Collboni again places Samaranch on the pedestal from which Colau kicked him out

End of July 2016. It’s been a year since Ada Colau became the mayor of Barcelona for the first time and she’s been governing with the Socialists for just two months. The first deputy mayor, Gerardo Pisarello, leads the BComú campaign to erase from the streets of the city and especially from the City Hall symbols of other eras that recall the monarchy, the slave past of some illustrious Barcelona residents or characters who made a career during the Franco regime.

In one of its ramps, the Colau team decides that it is necessary to evict from the Great House a very discreet sculpture located at the foot of the staircase of honor that leads to the Saló de Cent. His sin, apparently, was inscribed on a plinth: there is a legend that the piece of art, a sports bag with the torch and the five Olympic rings, was given as a gift by the president of the International Olympic Committee (IOC) Joan Antoni Samaranch in his city to remember the Olympic Games of 1992. The controversy is served. The socialists show disagreement with the gesture of their partners and, to avoid such a premature fire, Pisarello decides to throw water on the fire. The sculpture will remain in place, but the inscription will be removed. And so it was until this week Jaume Collboni ordered its replacement.

Joan Mora’s sculpture was commissioned by the IOC to honor the host city of the Games of the XXV Olympiad. The artist, who learned of the intention of the municipal officials to archive the work in a warehouse, could not believe it. In a conversation with Luis Benvenuty’s journalist, he expressed his astonishment: “But if this work does not praise Samaranch or Francoism! It is a sports bag with a torch!”.

Joan Mora was a realistic sculptor who reproduced everyday objects in marble and stone.
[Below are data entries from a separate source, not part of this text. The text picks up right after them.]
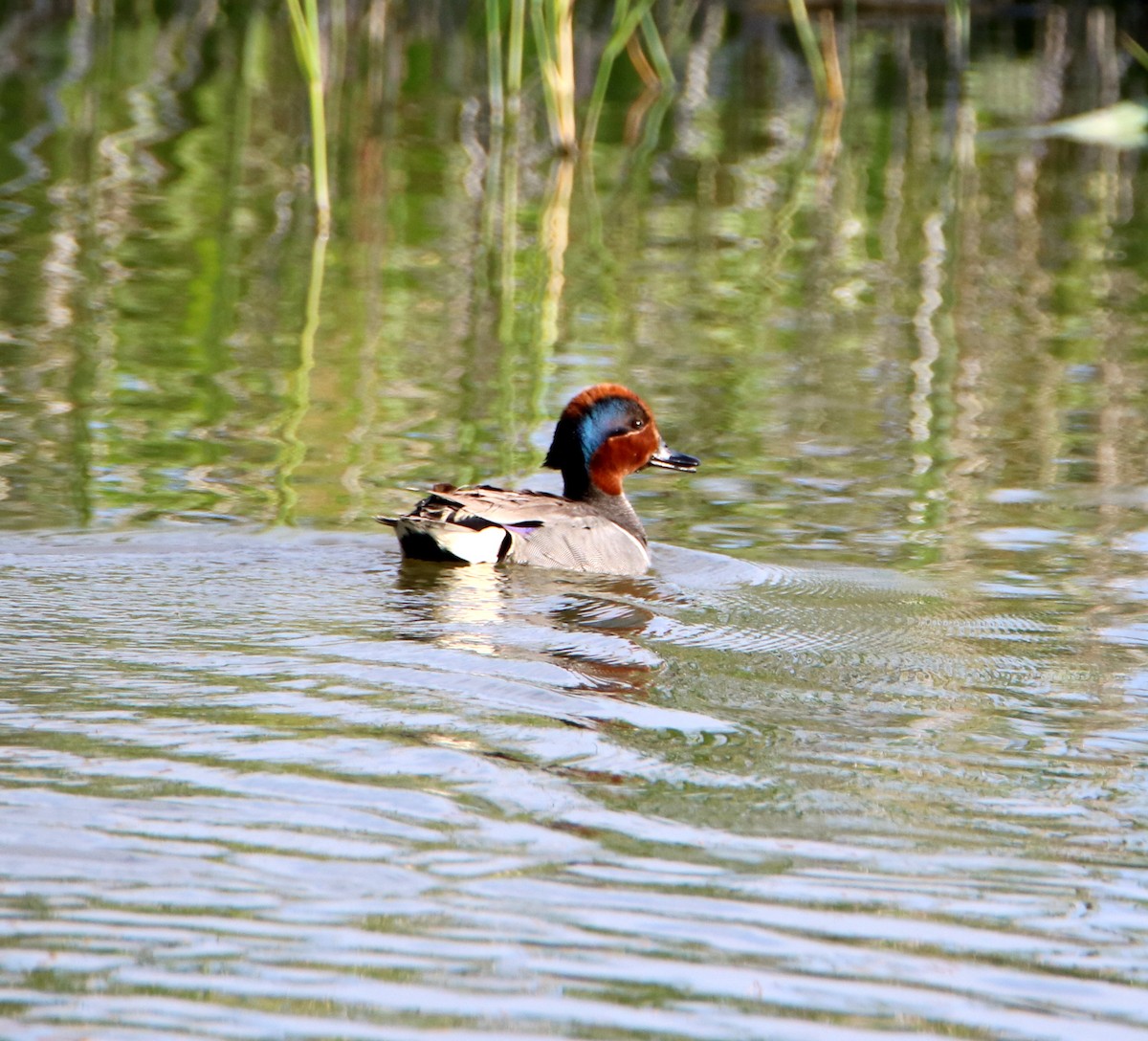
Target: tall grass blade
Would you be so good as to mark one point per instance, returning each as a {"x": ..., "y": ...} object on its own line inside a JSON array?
[
  {"x": 305, "y": 34},
  {"x": 515, "y": 58},
  {"x": 494, "y": 61},
  {"x": 813, "y": 58},
  {"x": 626, "y": 21}
]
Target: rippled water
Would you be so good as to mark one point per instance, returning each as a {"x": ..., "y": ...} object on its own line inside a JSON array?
[
  {"x": 865, "y": 754},
  {"x": 286, "y": 786}
]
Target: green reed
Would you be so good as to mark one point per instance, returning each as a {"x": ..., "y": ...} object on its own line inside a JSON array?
[{"x": 305, "y": 33}]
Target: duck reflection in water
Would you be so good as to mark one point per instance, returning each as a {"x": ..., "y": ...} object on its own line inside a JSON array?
[{"x": 585, "y": 626}]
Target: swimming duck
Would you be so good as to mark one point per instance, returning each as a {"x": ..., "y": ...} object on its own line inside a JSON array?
[{"x": 603, "y": 435}]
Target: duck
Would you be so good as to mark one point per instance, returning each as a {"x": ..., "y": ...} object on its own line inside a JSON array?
[{"x": 606, "y": 434}]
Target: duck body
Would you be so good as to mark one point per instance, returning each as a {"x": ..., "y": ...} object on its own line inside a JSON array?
[{"x": 603, "y": 435}]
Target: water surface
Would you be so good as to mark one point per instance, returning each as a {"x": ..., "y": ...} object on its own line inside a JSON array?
[{"x": 864, "y": 754}]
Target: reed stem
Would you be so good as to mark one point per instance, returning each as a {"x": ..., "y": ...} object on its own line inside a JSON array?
[
  {"x": 813, "y": 58},
  {"x": 307, "y": 36}
]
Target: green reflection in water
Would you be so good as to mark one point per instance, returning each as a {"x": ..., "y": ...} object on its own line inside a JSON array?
[{"x": 867, "y": 325}]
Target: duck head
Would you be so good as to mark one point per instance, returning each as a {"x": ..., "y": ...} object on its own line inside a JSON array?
[{"x": 606, "y": 434}]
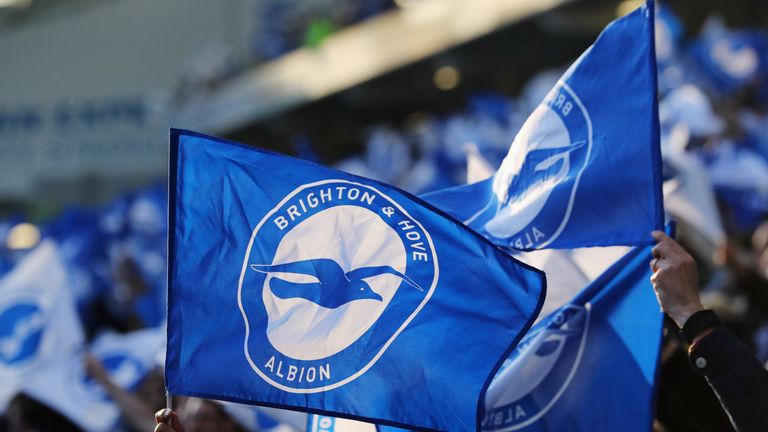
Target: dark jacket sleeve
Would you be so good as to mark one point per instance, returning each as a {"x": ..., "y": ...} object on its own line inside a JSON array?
[{"x": 736, "y": 376}]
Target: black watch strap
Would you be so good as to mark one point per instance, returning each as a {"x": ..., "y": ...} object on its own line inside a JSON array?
[{"x": 698, "y": 322}]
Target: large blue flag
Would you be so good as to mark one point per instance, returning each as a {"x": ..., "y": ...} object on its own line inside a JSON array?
[
  {"x": 585, "y": 168},
  {"x": 588, "y": 366},
  {"x": 298, "y": 286}
]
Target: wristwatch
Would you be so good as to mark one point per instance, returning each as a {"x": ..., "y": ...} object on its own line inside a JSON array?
[{"x": 698, "y": 322}]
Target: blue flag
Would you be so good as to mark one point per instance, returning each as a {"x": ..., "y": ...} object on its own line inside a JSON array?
[
  {"x": 585, "y": 169},
  {"x": 588, "y": 366},
  {"x": 297, "y": 286},
  {"x": 731, "y": 60}
]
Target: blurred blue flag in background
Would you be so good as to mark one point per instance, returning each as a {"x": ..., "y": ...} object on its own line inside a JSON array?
[
  {"x": 585, "y": 168},
  {"x": 589, "y": 365},
  {"x": 298, "y": 286},
  {"x": 65, "y": 386},
  {"x": 730, "y": 60}
]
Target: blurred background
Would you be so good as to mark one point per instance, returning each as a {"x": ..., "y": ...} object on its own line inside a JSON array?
[{"x": 403, "y": 91}]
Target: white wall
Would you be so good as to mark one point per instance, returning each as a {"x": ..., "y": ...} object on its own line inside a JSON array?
[{"x": 119, "y": 50}]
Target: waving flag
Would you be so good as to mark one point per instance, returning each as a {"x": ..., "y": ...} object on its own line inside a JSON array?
[
  {"x": 297, "y": 286},
  {"x": 64, "y": 385},
  {"x": 38, "y": 322},
  {"x": 585, "y": 168},
  {"x": 588, "y": 366}
]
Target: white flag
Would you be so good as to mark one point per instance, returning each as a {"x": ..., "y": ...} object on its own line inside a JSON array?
[{"x": 38, "y": 321}]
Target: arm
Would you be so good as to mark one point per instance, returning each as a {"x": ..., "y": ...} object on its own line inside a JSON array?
[
  {"x": 733, "y": 372},
  {"x": 133, "y": 410}
]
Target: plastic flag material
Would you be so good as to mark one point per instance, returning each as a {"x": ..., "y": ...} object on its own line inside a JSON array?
[
  {"x": 585, "y": 169},
  {"x": 588, "y": 366},
  {"x": 297, "y": 286},
  {"x": 65, "y": 386},
  {"x": 38, "y": 321}
]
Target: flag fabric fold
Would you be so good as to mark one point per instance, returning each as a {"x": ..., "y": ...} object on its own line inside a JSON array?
[
  {"x": 588, "y": 366},
  {"x": 296, "y": 286}
]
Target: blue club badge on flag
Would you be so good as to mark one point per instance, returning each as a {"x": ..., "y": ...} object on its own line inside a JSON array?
[
  {"x": 585, "y": 169},
  {"x": 297, "y": 286}
]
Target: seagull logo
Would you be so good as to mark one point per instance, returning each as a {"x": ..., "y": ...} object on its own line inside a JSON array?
[
  {"x": 332, "y": 275},
  {"x": 537, "y": 372},
  {"x": 534, "y": 189},
  {"x": 334, "y": 287}
]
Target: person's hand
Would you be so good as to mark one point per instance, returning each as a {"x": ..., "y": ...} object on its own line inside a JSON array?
[
  {"x": 168, "y": 421},
  {"x": 675, "y": 279}
]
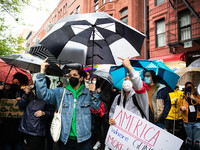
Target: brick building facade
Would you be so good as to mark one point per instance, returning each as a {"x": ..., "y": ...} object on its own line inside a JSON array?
[
  {"x": 128, "y": 11},
  {"x": 174, "y": 31}
]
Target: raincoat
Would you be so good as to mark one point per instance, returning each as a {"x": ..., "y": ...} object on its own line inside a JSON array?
[{"x": 175, "y": 106}]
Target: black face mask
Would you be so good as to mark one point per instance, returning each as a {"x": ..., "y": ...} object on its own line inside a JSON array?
[
  {"x": 73, "y": 81},
  {"x": 189, "y": 89},
  {"x": 15, "y": 86}
]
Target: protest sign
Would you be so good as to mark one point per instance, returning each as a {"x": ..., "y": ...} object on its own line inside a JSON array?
[
  {"x": 132, "y": 132},
  {"x": 9, "y": 108}
]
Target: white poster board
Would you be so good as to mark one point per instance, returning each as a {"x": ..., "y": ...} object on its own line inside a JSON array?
[{"x": 132, "y": 132}]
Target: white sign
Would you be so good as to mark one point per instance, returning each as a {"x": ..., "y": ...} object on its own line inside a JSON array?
[
  {"x": 132, "y": 132},
  {"x": 187, "y": 44}
]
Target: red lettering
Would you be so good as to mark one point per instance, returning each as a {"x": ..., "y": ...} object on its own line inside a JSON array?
[
  {"x": 143, "y": 130},
  {"x": 120, "y": 117},
  {"x": 131, "y": 123},
  {"x": 147, "y": 132},
  {"x": 155, "y": 137},
  {"x": 139, "y": 123},
  {"x": 126, "y": 117}
]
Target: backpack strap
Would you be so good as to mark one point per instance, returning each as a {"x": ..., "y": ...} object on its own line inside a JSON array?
[
  {"x": 118, "y": 100},
  {"x": 138, "y": 106},
  {"x": 135, "y": 103}
]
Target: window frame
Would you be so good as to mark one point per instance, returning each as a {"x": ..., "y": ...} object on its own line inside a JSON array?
[
  {"x": 156, "y": 2},
  {"x": 181, "y": 14},
  {"x": 156, "y": 27}
]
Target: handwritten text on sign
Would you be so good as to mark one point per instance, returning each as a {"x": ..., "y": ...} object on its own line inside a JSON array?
[
  {"x": 132, "y": 132},
  {"x": 9, "y": 108}
]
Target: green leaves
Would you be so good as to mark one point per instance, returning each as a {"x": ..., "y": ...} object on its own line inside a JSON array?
[{"x": 10, "y": 43}]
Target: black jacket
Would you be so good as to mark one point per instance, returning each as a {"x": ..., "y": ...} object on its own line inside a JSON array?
[{"x": 30, "y": 124}]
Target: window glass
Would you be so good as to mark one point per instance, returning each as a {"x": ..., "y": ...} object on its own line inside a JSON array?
[
  {"x": 185, "y": 26},
  {"x": 158, "y": 2},
  {"x": 160, "y": 33}
]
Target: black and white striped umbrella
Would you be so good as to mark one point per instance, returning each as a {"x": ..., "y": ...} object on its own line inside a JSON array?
[{"x": 94, "y": 38}]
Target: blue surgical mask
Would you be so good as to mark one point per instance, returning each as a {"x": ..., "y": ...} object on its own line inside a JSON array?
[{"x": 147, "y": 80}]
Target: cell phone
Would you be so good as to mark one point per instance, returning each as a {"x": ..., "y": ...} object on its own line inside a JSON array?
[{"x": 2, "y": 83}]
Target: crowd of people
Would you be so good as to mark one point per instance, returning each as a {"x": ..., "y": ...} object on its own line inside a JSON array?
[{"x": 88, "y": 107}]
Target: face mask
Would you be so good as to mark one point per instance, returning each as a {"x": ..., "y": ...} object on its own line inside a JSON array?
[
  {"x": 147, "y": 80},
  {"x": 189, "y": 89},
  {"x": 127, "y": 85},
  {"x": 73, "y": 81}
]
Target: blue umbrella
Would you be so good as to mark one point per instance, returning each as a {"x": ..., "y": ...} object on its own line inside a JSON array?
[{"x": 165, "y": 74}]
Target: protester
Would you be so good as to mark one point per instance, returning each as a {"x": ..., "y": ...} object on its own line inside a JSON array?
[
  {"x": 190, "y": 105},
  {"x": 133, "y": 95},
  {"x": 36, "y": 117},
  {"x": 159, "y": 101},
  {"x": 76, "y": 113},
  {"x": 174, "y": 120},
  {"x": 101, "y": 120},
  {"x": 11, "y": 138}
]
The piece of discord, entitled Olympic Barcelona, ??was installed in the lobby of the City Hall in 1996.

The removal – in the last instance, only half-heartedly – ??of the sculptural piece was a concession of the commons to the CUP, then present in the Barcelona City Council, the voice of the anti-system consciousness of some commons already caught in the nets of the system After a coffee conversation with the author, Pisarello informed him of the Solomonic decision: the piece would remain on the site, but the original inscription would be removed and replaced by a memorial to the Olympic volunteers.

That gesture by BComú stuck like a thorn in the skin of Jaume Collboni, who went so far as to suggest, as a lesser evil, that the sculpture should be temporarily exhibited at the Olympic and Sports Museum of Mont- judge, to which, by the way, in the end the name of Joan Antoni Samaranch was not changed, as the formation of Ada Colau threatened to do at the time. Former mayor Xavier Trias was also very critical of the attitude of the commons, who he reminded that “the Games represent what we can do together” and that it was absurd to associate them with the ideology of any one person. Trias went so far as to ask Colau by letter to reconsider the decision, and also the president of the popular municipal group, Alberto Fernández, called for the maintenance of the sculpture.

Seven and a half years after one of the most prominent episodes of the war of symbols that Barcelona experienced at that time, Mayor Collboni has determined that things return to their proper place. He did it without making a sound. Only the most observant municipal workers who passed by the corner where the sculpture is yesterday noticed the change. Joan Antoni Samaranch – his name discreetly inscribed on a plinth – has returned to the pedestal from which Ada Colau kicked him out.